Positiven Kipppunkt schaffen
Wie kommen wir aus der Vereinzelungsfalle? Klar ist, dass die großen ökologischen, politischen und sozialen Probleme in unserer Gesellschaft sich nur dann werden lösen lassen, wenn die beschriebenen Trends gebrochen werden können. Das lässt sich aber nicht einfach von oben verordnen. Es muss sich vor allem von unten entwickeln. Wäre es da nicht lohnend, sich noch einmal die Mehrfamilienhäuser anzuschauen? Und von den Erfahrungen mit der Energiewende zu lernen? Wohl stimmt es, dass der Siegeszug der Photovoltaik in Deutschland seit dem Jahr 2000 auch durch einen Appell an das individuelle Gewinnstreben von Hausbesitzer:innen ermöglicht wurde. Aber für viele war es auch ein Erlebnis kollektiver Selbstermächtigung, wenn die vier monopolistischen Stromkonzerne sich plötzlich mehr als einer Million kleiner Stromproduzent:innen gegenüber sahen, die ihnen Stückchen vom Kuchen wegschnappten.
Den Konzernen fiel nichts Besseres ein, als über desinformierende Strompreis-Kampagnen Neid zu erzeugen, besonders bei jenen, die kein eigenes Dach für eine PV-Anlage besaßen. An diesen Kampagnen war aber eines richtig. Nicht, dass die Erneuerbaren die Preise in die Höhe trieben. Aber, dass die Menschen in Mehrparteienhäusern von einem Haupt-Vorzug der PV-Anlagen lange ausgeschlossen blieben: den selbst produzierten Strom teilweise kostenlos selbst verbrauchen zu können. Es ist sehr wichtig, dass diese soziale Lücke in der deutschen Energiewende endlich geschlossen wird. Der psychologische Erfolg der Energiewende muss sich verallgemeinern!
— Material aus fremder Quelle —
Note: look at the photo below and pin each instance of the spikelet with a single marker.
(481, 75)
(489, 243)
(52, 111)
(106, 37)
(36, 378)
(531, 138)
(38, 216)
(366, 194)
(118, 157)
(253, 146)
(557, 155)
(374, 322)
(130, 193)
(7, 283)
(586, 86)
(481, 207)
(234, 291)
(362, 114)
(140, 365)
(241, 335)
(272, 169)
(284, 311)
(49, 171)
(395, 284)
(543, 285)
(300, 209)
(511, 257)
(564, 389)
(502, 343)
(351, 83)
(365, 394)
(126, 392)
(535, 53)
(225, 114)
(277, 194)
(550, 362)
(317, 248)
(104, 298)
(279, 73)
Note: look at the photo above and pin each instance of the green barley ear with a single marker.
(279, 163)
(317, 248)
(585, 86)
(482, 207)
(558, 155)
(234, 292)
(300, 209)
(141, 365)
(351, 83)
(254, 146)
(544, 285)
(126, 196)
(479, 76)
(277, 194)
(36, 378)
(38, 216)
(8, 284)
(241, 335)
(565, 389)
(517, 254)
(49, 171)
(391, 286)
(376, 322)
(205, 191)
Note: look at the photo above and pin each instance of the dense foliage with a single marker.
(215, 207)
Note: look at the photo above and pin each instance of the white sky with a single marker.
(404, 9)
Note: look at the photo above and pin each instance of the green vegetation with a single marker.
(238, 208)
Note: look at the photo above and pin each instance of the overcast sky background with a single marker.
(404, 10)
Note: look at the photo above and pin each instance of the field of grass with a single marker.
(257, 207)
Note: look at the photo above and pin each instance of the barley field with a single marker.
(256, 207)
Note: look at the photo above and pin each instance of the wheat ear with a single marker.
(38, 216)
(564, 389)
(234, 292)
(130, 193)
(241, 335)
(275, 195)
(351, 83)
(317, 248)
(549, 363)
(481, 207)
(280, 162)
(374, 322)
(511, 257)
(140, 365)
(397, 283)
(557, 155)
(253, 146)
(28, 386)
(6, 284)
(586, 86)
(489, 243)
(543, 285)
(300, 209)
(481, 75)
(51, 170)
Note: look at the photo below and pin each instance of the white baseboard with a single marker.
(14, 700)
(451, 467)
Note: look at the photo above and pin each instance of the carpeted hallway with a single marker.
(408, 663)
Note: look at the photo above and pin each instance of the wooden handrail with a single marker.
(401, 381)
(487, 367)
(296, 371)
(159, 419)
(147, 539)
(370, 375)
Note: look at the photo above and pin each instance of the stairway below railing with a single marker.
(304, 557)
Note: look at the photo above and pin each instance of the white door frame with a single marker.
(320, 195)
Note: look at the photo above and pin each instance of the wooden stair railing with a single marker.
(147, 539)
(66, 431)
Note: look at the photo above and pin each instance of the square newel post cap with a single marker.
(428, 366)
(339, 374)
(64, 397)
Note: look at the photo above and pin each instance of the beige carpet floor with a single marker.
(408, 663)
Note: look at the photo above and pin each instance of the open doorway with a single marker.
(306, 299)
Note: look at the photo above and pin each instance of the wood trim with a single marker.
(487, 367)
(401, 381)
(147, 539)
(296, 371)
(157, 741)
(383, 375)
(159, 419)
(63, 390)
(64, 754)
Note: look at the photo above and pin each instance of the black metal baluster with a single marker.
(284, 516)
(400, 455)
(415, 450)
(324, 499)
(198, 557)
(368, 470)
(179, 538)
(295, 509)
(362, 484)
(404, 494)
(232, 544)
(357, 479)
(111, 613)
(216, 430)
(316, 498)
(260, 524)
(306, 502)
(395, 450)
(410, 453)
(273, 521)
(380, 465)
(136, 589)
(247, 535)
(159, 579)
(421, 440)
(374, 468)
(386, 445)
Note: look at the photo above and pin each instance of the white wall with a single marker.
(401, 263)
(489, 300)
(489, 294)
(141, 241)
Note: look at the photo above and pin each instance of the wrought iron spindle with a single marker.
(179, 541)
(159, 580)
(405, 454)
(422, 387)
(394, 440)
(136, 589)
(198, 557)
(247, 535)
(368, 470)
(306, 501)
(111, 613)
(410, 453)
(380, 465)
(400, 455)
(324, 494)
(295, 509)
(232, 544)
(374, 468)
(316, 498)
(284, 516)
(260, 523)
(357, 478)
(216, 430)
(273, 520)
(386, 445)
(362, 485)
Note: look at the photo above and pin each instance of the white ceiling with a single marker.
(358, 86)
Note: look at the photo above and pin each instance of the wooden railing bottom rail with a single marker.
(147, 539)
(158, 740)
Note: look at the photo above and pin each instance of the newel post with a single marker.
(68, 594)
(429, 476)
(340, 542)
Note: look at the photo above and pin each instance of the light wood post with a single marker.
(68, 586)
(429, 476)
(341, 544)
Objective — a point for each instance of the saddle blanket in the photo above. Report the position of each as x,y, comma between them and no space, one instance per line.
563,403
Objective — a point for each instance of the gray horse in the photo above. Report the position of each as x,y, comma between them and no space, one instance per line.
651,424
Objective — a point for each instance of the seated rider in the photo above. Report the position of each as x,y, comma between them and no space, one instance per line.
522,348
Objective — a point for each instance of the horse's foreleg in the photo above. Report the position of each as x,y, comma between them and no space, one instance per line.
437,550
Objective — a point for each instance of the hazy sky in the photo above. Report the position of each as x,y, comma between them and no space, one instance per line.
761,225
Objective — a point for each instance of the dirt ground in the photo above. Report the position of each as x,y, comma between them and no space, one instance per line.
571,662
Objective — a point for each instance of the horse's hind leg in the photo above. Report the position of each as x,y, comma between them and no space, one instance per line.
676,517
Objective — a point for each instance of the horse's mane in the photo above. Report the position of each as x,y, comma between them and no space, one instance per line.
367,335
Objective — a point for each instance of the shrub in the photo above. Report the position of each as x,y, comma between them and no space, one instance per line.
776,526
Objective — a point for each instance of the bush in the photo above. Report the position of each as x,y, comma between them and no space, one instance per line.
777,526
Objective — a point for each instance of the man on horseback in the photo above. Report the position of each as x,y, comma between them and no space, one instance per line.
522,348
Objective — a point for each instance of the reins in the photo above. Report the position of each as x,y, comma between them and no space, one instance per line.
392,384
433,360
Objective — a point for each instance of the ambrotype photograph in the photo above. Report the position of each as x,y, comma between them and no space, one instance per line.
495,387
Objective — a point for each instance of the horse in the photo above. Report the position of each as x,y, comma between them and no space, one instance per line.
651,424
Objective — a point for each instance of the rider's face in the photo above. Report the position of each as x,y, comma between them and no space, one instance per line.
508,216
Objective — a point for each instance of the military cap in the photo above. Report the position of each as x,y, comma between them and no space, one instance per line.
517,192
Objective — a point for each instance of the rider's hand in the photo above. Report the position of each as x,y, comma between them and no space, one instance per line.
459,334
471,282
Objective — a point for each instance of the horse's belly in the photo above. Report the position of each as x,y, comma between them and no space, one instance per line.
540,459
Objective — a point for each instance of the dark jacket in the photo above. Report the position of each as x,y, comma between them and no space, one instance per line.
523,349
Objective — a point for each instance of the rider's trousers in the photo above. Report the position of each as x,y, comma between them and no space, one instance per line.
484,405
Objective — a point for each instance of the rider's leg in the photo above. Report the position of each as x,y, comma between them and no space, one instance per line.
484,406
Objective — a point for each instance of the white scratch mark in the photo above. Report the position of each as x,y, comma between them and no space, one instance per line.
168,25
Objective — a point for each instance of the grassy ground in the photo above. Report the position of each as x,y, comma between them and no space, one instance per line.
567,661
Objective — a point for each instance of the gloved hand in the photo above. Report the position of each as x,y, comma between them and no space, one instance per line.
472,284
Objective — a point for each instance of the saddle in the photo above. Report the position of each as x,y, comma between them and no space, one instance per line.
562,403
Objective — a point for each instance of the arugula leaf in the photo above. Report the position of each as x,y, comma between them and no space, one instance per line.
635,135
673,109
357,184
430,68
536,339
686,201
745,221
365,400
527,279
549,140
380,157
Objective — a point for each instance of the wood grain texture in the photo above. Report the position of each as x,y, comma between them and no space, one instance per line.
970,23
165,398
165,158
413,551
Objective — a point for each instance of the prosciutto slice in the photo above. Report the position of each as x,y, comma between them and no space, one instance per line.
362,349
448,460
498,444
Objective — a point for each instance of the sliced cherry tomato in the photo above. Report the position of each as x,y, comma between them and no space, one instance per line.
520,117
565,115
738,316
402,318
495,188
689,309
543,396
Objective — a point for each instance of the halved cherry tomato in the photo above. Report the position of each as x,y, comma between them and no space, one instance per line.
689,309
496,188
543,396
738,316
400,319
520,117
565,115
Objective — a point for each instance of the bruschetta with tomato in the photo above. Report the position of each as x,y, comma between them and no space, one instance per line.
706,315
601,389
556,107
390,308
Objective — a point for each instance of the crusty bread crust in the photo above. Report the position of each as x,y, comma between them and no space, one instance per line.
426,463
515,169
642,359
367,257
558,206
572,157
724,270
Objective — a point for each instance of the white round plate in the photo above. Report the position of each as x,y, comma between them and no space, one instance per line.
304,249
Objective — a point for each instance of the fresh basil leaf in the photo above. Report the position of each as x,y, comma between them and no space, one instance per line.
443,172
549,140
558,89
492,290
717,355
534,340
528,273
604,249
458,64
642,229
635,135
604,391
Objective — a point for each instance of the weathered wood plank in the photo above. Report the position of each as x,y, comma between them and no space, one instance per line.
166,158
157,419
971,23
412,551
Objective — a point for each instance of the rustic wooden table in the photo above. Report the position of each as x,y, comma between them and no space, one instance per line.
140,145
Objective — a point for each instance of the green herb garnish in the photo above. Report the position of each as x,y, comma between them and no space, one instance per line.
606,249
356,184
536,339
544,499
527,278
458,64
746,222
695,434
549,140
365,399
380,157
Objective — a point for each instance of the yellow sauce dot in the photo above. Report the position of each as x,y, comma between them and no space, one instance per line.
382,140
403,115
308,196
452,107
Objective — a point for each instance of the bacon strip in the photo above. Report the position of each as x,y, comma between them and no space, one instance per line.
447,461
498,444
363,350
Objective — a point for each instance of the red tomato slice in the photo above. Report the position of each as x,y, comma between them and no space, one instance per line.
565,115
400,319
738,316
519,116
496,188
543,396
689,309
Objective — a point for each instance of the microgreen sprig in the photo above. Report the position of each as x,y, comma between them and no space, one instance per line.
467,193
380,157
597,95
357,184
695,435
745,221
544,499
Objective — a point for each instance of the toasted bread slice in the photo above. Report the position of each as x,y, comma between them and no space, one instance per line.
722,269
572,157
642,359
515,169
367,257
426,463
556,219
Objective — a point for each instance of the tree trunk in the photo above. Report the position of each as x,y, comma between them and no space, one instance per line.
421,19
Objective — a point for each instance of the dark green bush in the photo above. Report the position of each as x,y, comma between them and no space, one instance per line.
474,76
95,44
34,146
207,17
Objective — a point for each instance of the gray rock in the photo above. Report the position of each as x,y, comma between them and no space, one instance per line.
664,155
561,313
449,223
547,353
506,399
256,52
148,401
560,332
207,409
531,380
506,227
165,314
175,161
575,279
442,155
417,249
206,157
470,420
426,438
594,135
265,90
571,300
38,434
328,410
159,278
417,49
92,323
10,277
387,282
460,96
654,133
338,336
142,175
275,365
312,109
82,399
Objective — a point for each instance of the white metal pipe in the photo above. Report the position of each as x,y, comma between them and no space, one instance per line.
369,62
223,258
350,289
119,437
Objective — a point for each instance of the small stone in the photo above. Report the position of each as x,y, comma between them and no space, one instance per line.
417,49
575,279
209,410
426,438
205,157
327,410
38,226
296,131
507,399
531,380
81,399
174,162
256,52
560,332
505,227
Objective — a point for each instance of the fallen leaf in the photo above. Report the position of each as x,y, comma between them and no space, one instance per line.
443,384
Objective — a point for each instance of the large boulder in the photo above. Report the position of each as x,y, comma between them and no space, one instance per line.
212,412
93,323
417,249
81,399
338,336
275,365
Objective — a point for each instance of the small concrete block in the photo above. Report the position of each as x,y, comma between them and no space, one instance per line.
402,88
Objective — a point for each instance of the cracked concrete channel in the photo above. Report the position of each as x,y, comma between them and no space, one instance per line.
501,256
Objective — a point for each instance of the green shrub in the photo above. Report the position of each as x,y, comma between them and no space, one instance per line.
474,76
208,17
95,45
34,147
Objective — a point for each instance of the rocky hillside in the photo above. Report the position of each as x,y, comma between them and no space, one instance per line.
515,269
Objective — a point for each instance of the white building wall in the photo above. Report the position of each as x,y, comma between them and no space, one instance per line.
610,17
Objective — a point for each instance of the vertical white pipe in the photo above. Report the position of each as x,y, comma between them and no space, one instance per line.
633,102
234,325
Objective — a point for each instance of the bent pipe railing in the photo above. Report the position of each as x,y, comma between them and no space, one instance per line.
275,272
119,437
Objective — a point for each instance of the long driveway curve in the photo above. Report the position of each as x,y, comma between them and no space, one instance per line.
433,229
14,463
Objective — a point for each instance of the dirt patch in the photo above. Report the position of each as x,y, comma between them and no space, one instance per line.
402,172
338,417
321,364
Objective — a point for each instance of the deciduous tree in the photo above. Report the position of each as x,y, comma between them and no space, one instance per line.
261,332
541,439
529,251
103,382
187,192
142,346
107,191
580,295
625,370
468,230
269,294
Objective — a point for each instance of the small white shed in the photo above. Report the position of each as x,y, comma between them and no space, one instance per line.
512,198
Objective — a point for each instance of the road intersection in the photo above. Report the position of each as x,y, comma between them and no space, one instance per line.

Gemeinschaftliche Gebäudeversorgung, Mieterstrom, Energiegenossenschaften, privat betriebene Quartierspeicherprojekte haben deswegen eine ganze Reihe wichtiger Vorzüge. Erstens erschließen sie in großem Stil neue Potenziale für Erneuerbare Energien; das gilt besonders für die Dächer von Mehrfamilienhäusern. Zweitens nehmen sie den Neidkampagnen konzernnaher Lobbyorganisationen wie der „Initiative Neue Soziale Marktwirtschaft“ (INSM) das letzte bisschen Wind aus den Segeln. Und nicht zuletzt, drittens, können sie als Labore dienen, in denen auf der Ebene von Nachbarschaften das Bedürfnis nach Gemeinschaftlichkeit sich betätigen kann. Ja, Nachbarn müssen sich zusammenraufen; aber sie tun dies, um einen Gewinn miteinander zu teilen, der auch, aber nicht nur, finanzieller Natur ist. Das Gefühl, gemeinsam das Richtige zu tun und sogar für Unbeteiligte das größte Problem unserer Gegenwart – die Klimakatastrophe – dämpfen zu helfen, kann ein sehr befriedigendes Gefühl sein. Meistens wird davon ein weit stärkerer Anreiz ausgehen als von der Erstellung des Putzplans für das gemeinsame Treppenhaus.
Dieses Gefühl enthält auch die erneuerte Lehre, dass das Zusammenwirken mit den Nachbarn keine Zumutung sein muss, sondern in vielen Fällen geradezu Sinn und Erfüllung stiften kann. Das wird die gesellschaftliche Hegemonie der neoliberalen Vereinzelung nicht automatisch stürzen. Es könnte aber ein Beitrag zu einem Prozess sein, der irgendwann zu einem „positiven Kipppunkt“ führt, wie der „Global-Tipping-Points“-Report das formuliert. Denn Gesellschaften sind mindestens so nichtlinear wie das Klimasystem.
Wir müssen diesen positiven Kipppunkt von den Graswurzeln her ansteuern. Das nachfolgende Praxisbeispiel belegt: Das technisch Notwendige zusammen mit anderen umzusetzen, kann richtig gute Laune machen! Freude, mit Sinn und persönlichem Gewinn gepaart – hoffentlich macht das Schule, auch unter den Dächern von einem Drittel des deutschen Häuserbestands, wo mehr als eine Partei lebt.